Hugging Face Guide

Uploading and Downloading Datasets on Hugging Face

Creating an Account

If you don’t already have an account, sign up for a new account on the Hugging Face Sign Up.

Creating a New Dataset Repository

Web Interface

  1. Navigate to the Hugging Face website.
  2. Log in to your account.
  3. Click on your profile picture in the top-right corner and select “New dataset.”
  4. Follow the on-screen instructions to create a new dataset repository.

Command Line Interface (CLI)

  1. Ensure you have the huggingface_hub library installed.

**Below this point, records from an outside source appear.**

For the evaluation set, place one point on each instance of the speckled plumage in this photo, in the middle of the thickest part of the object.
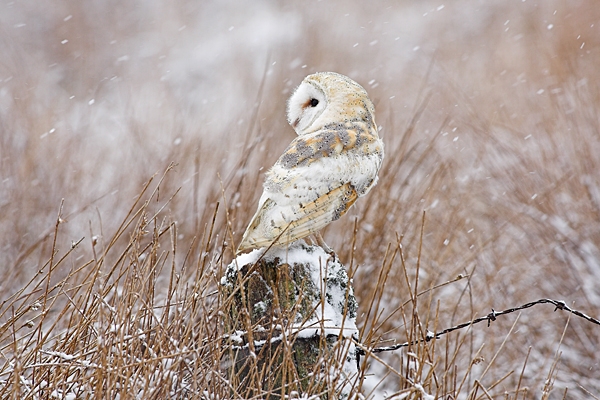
(333, 161)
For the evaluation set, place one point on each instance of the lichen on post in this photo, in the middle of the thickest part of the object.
(291, 317)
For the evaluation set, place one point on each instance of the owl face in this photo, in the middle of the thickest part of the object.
(327, 97)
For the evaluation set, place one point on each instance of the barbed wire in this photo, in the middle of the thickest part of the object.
(559, 305)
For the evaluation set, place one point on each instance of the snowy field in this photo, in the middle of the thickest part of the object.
(490, 113)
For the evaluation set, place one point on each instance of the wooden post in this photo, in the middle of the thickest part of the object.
(291, 316)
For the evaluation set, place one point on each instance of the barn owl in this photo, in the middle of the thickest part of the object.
(332, 162)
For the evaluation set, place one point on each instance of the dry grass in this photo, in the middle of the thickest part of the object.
(491, 127)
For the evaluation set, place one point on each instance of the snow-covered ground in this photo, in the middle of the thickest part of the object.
(503, 156)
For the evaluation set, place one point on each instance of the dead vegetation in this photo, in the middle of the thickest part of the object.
(491, 127)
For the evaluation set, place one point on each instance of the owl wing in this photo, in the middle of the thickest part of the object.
(268, 225)
(314, 182)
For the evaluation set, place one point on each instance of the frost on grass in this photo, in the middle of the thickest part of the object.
(299, 295)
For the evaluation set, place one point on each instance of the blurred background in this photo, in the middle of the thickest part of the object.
(489, 112)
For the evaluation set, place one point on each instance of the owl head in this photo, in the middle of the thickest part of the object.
(327, 97)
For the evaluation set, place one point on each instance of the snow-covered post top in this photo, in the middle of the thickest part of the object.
(301, 295)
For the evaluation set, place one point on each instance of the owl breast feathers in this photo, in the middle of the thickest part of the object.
(333, 161)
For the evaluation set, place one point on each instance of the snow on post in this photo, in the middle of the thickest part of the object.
(291, 313)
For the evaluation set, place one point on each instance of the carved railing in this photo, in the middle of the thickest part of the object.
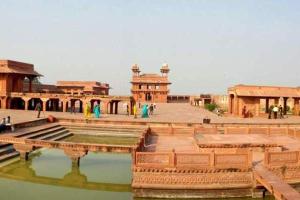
(242, 161)
(284, 158)
(268, 130)
(57, 95)
(69, 145)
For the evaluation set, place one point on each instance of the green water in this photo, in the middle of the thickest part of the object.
(102, 139)
(48, 175)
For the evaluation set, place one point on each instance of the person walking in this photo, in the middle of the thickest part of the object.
(270, 112)
(151, 108)
(281, 112)
(244, 112)
(127, 109)
(97, 111)
(38, 108)
(275, 111)
(135, 111)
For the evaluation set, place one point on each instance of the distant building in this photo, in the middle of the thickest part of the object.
(83, 87)
(20, 89)
(150, 87)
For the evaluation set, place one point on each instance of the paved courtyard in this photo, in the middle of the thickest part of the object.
(163, 113)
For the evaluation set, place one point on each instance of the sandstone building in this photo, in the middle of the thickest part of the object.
(150, 87)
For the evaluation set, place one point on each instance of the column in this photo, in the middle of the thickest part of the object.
(267, 105)
(104, 106)
(276, 101)
(64, 105)
(116, 107)
(257, 107)
(26, 102)
(296, 106)
(111, 107)
(44, 100)
(80, 106)
(30, 85)
(236, 105)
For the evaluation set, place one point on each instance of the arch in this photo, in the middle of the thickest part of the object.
(93, 103)
(148, 96)
(76, 105)
(17, 103)
(231, 102)
(33, 102)
(52, 105)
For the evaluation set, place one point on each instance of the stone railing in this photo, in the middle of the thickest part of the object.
(268, 130)
(64, 96)
(242, 161)
(284, 158)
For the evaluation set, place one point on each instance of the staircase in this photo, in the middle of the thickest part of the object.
(7, 152)
(52, 132)
(107, 130)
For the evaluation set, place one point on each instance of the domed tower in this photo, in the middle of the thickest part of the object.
(165, 69)
(135, 70)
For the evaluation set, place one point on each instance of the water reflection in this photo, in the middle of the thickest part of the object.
(27, 171)
(49, 175)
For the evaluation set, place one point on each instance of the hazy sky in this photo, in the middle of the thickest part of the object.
(209, 45)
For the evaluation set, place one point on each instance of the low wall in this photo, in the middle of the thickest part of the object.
(212, 160)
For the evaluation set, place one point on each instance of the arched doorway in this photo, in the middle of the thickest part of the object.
(94, 102)
(52, 105)
(17, 103)
(33, 102)
(76, 105)
(148, 97)
(231, 99)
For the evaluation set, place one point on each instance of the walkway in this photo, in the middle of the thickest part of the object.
(276, 186)
(171, 112)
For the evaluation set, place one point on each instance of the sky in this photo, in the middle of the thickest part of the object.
(209, 45)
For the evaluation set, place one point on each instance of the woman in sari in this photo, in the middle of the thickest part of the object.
(87, 110)
(145, 111)
(97, 111)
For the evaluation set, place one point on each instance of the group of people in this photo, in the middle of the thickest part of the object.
(148, 110)
(5, 122)
(88, 110)
(276, 111)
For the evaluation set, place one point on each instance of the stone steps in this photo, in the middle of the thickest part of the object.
(105, 133)
(52, 135)
(108, 129)
(44, 132)
(8, 156)
(28, 131)
(6, 150)
(60, 137)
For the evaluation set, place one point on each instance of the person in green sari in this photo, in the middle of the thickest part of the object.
(145, 111)
(97, 111)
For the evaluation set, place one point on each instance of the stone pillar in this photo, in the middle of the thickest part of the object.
(104, 106)
(285, 105)
(80, 106)
(30, 85)
(64, 105)
(257, 107)
(44, 100)
(116, 107)
(276, 101)
(75, 156)
(267, 105)
(111, 111)
(296, 106)
(236, 105)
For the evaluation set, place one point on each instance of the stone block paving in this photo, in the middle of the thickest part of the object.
(173, 112)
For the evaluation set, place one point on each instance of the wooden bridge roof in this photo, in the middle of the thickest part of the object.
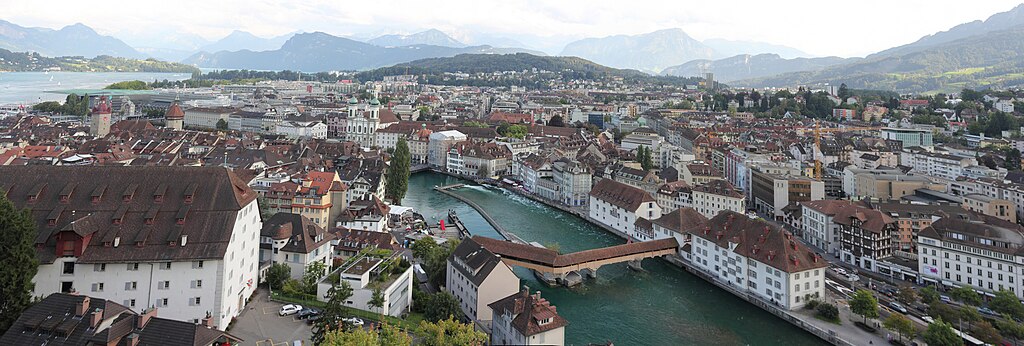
(551, 258)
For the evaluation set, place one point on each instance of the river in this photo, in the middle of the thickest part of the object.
(664, 305)
(33, 87)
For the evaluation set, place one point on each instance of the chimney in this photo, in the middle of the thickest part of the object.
(97, 316)
(143, 318)
(82, 307)
(208, 320)
(132, 339)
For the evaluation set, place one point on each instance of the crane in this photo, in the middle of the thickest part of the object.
(817, 141)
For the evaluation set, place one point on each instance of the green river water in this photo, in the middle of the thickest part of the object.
(663, 305)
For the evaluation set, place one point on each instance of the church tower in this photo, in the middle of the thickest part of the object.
(100, 118)
(174, 118)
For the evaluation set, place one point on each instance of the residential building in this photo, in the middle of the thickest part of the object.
(477, 277)
(909, 137)
(990, 206)
(716, 196)
(294, 241)
(73, 319)
(180, 239)
(758, 258)
(984, 255)
(525, 318)
(620, 206)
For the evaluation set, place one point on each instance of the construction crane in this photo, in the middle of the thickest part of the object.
(817, 141)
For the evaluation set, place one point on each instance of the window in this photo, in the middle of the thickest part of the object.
(69, 268)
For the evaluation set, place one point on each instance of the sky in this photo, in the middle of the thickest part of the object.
(819, 28)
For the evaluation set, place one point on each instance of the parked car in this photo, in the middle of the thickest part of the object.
(896, 306)
(290, 309)
(306, 312)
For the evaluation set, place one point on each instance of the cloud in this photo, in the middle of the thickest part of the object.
(820, 28)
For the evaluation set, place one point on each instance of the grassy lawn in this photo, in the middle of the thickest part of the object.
(410, 323)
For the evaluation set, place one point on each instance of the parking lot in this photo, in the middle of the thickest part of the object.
(261, 326)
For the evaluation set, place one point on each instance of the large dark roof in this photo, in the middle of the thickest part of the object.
(621, 195)
(145, 210)
(528, 311)
(54, 320)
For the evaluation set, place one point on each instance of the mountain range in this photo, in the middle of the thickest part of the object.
(69, 41)
(320, 51)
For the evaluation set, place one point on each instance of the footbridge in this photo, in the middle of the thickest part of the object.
(588, 261)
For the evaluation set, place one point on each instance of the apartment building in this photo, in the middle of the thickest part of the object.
(620, 206)
(758, 258)
(477, 277)
(296, 242)
(184, 240)
(984, 255)
(716, 196)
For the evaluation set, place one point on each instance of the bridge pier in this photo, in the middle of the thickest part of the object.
(635, 264)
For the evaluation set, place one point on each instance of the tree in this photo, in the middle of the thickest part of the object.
(314, 271)
(440, 306)
(398, 172)
(929, 295)
(387, 336)
(827, 311)
(1006, 302)
(864, 304)
(941, 334)
(970, 315)
(333, 312)
(966, 295)
(557, 120)
(377, 301)
(906, 295)
(984, 331)
(1011, 329)
(899, 323)
(276, 274)
(17, 261)
(450, 332)
(1013, 161)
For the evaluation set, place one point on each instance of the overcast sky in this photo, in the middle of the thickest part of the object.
(819, 28)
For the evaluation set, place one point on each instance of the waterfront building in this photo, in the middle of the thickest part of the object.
(523, 318)
(716, 196)
(440, 143)
(99, 118)
(75, 319)
(909, 137)
(984, 255)
(477, 277)
(174, 117)
(620, 206)
(760, 259)
(367, 274)
(573, 181)
(816, 221)
(865, 235)
(181, 239)
(673, 196)
(296, 242)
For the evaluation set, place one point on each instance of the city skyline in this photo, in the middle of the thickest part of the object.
(537, 25)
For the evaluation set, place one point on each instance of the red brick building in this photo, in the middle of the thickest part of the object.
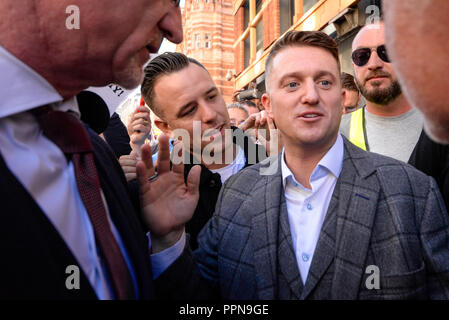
(208, 27)
(259, 23)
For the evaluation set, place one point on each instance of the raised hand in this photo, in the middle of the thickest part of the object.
(129, 165)
(139, 127)
(167, 201)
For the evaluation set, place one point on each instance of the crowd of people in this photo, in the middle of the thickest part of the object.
(296, 197)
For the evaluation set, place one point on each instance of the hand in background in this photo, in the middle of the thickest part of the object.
(167, 201)
(129, 165)
(139, 127)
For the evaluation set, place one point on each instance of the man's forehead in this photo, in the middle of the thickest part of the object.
(369, 36)
(301, 59)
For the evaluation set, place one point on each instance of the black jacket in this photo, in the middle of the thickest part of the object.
(34, 255)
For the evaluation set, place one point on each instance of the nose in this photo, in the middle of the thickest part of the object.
(374, 61)
(171, 25)
(310, 95)
(208, 114)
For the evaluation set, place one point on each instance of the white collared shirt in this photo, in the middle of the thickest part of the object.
(42, 168)
(307, 208)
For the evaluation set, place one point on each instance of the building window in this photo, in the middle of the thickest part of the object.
(307, 4)
(247, 52)
(207, 42)
(258, 6)
(287, 14)
(197, 41)
(245, 14)
(259, 39)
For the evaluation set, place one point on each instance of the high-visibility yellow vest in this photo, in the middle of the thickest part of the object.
(357, 129)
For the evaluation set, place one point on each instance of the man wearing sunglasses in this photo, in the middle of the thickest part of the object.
(387, 124)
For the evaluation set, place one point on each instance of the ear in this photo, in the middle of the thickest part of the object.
(163, 126)
(343, 98)
(266, 102)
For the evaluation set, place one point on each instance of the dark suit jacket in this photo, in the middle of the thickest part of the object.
(383, 212)
(34, 256)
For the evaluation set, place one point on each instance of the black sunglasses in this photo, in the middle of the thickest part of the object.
(361, 56)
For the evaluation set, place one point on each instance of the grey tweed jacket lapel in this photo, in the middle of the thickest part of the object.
(344, 238)
(271, 240)
(346, 231)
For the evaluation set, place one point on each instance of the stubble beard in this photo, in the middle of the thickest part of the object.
(381, 96)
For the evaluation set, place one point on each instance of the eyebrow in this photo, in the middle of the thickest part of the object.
(318, 74)
(188, 104)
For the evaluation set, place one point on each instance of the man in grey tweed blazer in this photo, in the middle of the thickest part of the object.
(383, 233)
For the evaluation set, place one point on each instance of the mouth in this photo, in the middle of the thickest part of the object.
(311, 115)
(213, 133)
(377, 78)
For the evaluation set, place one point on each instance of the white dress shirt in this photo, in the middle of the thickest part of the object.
(42, 168)
(307, 207)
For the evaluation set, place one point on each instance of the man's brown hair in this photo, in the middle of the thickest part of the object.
(164, 64)
(302, 39)
(347, 82)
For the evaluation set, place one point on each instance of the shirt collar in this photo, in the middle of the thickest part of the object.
(21, 87)
(331, 162)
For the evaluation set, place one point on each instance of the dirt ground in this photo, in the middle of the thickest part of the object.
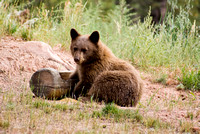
(19, 60)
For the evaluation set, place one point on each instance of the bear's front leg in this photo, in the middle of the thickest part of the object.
(81, 88)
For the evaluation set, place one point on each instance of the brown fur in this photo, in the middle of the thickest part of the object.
(101, 74)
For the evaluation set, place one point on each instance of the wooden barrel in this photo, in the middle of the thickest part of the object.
(51, 84)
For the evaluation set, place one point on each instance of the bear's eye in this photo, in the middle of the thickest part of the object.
(75, 49)
(83, 50)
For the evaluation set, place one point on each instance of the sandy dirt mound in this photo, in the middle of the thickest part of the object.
(19, 60)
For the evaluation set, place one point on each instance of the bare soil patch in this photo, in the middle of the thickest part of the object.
(19, 60)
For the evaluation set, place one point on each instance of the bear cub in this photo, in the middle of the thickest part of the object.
(101, 74)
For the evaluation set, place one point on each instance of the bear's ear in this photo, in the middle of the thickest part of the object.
(94, 37)
(74, 34)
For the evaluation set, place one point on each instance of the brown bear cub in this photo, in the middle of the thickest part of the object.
(101, 74)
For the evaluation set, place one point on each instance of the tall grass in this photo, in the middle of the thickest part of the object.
(175, 44)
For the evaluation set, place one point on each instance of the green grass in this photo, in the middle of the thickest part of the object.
(191, 80)
(173, 44)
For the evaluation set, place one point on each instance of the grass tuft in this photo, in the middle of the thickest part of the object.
(111, 111)
(190, 80)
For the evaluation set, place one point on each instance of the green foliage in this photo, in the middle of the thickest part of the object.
(48, 107)
(4, 124)
(190, 79)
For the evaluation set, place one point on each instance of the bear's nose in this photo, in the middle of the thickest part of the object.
(76, 59)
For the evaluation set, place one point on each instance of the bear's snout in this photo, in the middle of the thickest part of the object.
(77, 59)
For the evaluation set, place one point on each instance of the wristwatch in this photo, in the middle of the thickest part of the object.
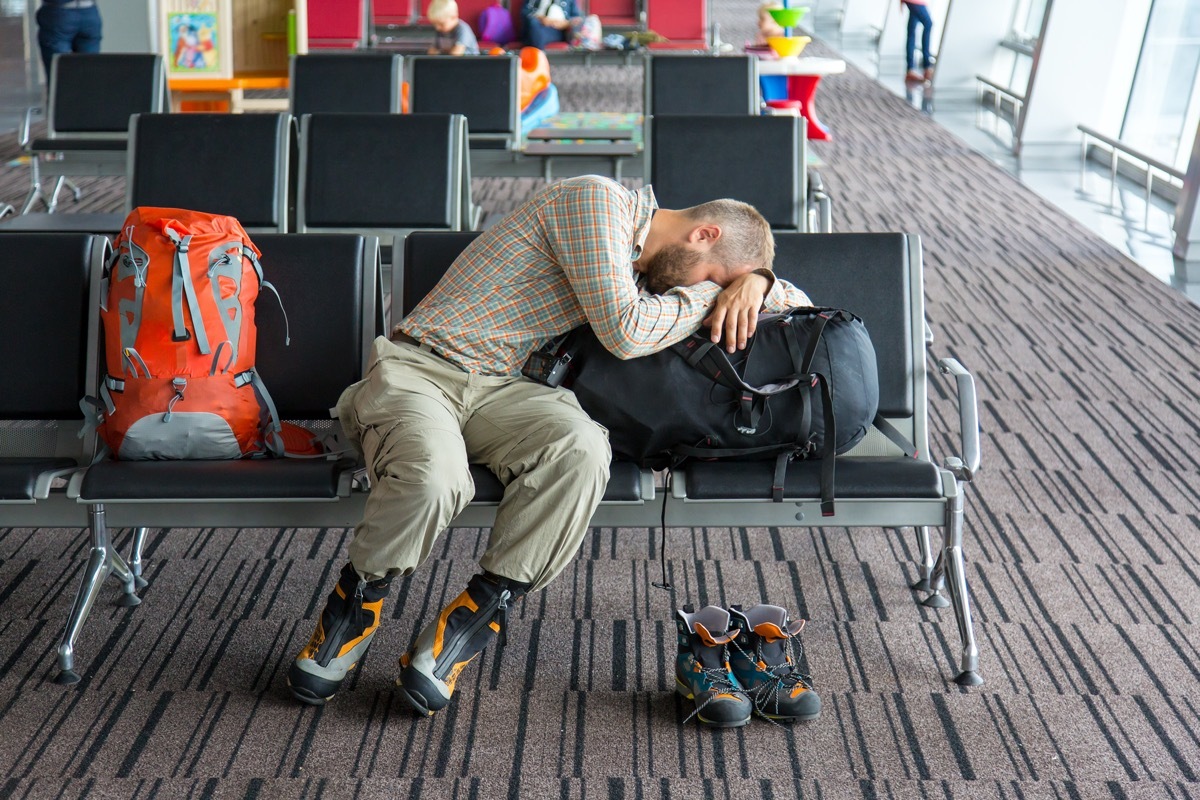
(767, 274)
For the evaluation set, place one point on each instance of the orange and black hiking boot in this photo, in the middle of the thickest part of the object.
(765, 659)
(430, 668)
(702, 668)
(343, 633)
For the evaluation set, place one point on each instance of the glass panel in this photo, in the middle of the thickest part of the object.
(1031, 25)
(1027, 20)
(1021, 70)
(1165, 82)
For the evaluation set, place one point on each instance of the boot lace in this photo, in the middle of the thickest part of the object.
(784, 678)
(718, 679)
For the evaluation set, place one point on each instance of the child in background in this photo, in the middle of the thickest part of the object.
(767, 24)
(453, 36)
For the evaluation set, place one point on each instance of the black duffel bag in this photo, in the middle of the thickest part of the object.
(805, 386)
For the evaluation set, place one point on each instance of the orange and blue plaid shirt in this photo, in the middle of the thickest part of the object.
(562, 259)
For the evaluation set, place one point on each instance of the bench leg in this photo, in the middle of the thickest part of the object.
(937, 578)
(35, 186)
(955, 571)
(925, 566)
(102, 560)
(139, 540)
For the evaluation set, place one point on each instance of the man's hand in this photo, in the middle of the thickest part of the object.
(736, 312)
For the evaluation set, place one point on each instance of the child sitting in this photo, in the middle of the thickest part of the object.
(453, 36)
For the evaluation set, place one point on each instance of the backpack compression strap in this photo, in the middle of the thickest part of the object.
(181, 287)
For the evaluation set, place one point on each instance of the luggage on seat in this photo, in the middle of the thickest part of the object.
(178, 312)
(807, 386)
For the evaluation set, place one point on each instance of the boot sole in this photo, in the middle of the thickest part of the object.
(415, 697)
(685, 691)
(312, 689)
(802, 717)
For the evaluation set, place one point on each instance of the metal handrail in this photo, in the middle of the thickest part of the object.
(1116, 149)
(1005, 90)
(1017, 98)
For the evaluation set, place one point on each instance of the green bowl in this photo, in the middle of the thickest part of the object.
(787, 17)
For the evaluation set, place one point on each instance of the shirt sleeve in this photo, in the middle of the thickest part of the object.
(588, 228)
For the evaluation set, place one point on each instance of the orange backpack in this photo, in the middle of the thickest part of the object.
(178, 311)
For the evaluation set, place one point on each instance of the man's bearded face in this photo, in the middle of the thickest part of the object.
(669, 268)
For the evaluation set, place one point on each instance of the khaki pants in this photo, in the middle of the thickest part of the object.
(420, 421)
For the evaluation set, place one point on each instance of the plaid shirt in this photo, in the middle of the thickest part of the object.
(557, 262)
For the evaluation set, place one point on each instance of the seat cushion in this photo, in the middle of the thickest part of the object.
(856, 479)
(258, 479)
(19, 475)
(82, 145)
(624, 483)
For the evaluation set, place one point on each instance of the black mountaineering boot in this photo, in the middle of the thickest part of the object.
(702, 668)
(343, 633)
(430, 668)
(765, 659)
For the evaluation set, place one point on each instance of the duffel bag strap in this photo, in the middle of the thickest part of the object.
(709, 359)
(803, 362)
(829, 452)
(894, 435)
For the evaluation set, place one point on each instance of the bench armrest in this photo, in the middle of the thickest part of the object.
(967, 463)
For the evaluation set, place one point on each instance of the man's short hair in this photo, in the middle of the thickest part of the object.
(442, 10)
(745, 235)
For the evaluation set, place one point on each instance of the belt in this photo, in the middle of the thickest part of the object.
(400, 336)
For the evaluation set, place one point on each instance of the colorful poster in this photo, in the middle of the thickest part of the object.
(197, 38)
(195, 42)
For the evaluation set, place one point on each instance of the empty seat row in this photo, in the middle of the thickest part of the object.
(384, 172)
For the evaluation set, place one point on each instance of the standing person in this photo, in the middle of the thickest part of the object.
(550, 20)
(918, 12)
(453, 36)
(448, 390)
(67, 26)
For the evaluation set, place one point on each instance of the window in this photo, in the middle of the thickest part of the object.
(1164, 104)
(1027, 18)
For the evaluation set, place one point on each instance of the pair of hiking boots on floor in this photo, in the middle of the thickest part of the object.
(430, 668)
(736, 663)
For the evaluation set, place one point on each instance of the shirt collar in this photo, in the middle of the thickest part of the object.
(643, 209)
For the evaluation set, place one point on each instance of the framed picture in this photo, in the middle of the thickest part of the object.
(197, 37)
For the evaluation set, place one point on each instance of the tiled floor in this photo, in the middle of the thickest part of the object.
(1120, 216)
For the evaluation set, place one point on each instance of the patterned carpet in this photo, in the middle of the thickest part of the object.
(1081, 552)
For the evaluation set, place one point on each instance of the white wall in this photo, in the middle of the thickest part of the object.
(863, 17)
(126, 25)
(971, 34)
(1087, 59)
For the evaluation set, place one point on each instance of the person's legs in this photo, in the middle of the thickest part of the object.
(406, 416)
(54, 35)
(910, 48)
(553, 461)
(88, 31)
(927, 29)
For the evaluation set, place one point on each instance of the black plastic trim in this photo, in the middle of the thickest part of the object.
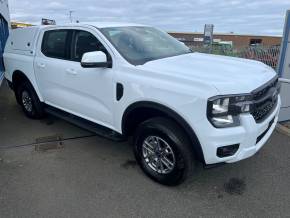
(171, 114)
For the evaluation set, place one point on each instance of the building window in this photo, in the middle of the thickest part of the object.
(255, 42)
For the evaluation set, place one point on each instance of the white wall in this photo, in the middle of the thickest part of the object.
(4, 11)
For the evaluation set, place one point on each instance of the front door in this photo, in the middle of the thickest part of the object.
(86, 92)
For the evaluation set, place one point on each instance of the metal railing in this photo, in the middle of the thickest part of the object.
(267, 55)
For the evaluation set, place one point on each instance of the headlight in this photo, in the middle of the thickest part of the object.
(223, 111)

  2. Use the following Python script to create a new repository:

    from huggingface_hub import HfApi
    api = HfApi()
    
    api.create_repo(repo_id="username/repository_name", repo_type="dataset")
    

For more information on creating repositories, refer to the Hugging Face Repositories.

Uploading Your Dataset

You have two primary methods to upload datasets: through the web interface or using the Python API.

Web Interface

  1. Navigate to your dataset repository on the Hugging Face website.
  2. Click on the “Files and versions” tab.
  3. Drag and drop your dataset files into the files section.
  4. Click “Commit changes” to save the files in the repository.

Python API

You can use the following Python script to upload your dataset:

from huggingface_hub import HfApi
api = HfApi()

api.upload_folder(
    folder_path="path/to/dataset",
    repo_id="username/repository_name",
    repo_type="dataset",
)

Example:

from huggingface_hub import HfApi
api = HfApi()

api.upload_folder(
    folder_path="~/aloha_data/aloha_stationary_block_pickup",
    repo_id="TrossenRoboticsCommunity/aloha_static_datasets",
    repo_type="dataset",
)

For more information on uploading datasets, refer to the Hugging Face Uploading.

Downloading Datasets

You can download datasets either by cloning the repository or using the Hugging Face CLI.

Cloning the Repository

To clone the repository, use the following command:

$ git clone https://huggingface.co/datasets/username/repository_name

Using the Hugging Face CLI

You can also use the Hugging Face CLI to download datasets with the following Python script:

from huggingface_hub import snapshot_download

# Download the dataset
snapshot_download(
    repo_id="username/repository_name",
    repo_type="dataset",
    local_dir="path/to/local/directory",
    allow_patterns="*.hdf5"
)

Note

  • The dataset episodes are stored in .hdf5 format. Therefore, ensure that you only allow these patterns during download.

For more information on downloading datasets, refer to the Hugging Face Datasets.

Additional Information

  • Repository Management: Utilize the Hugging Face Hub documentation for detailed instructions on managing repositories, handling versions, and setting permissions.
  • Dataset Formats: Hugging Face supports various dataset formats. For this guide, we specifically use the Aloha’s native .hdf5 format.
  • Community Support: If you encounter any issues, refer to the Hugging Face community forums for additional support.

By following this guide, you should be able to seamlessly upload and download datasets using the Hugging Face platform. For more detailed guides and examples, refer to the Hugging Face Documentation.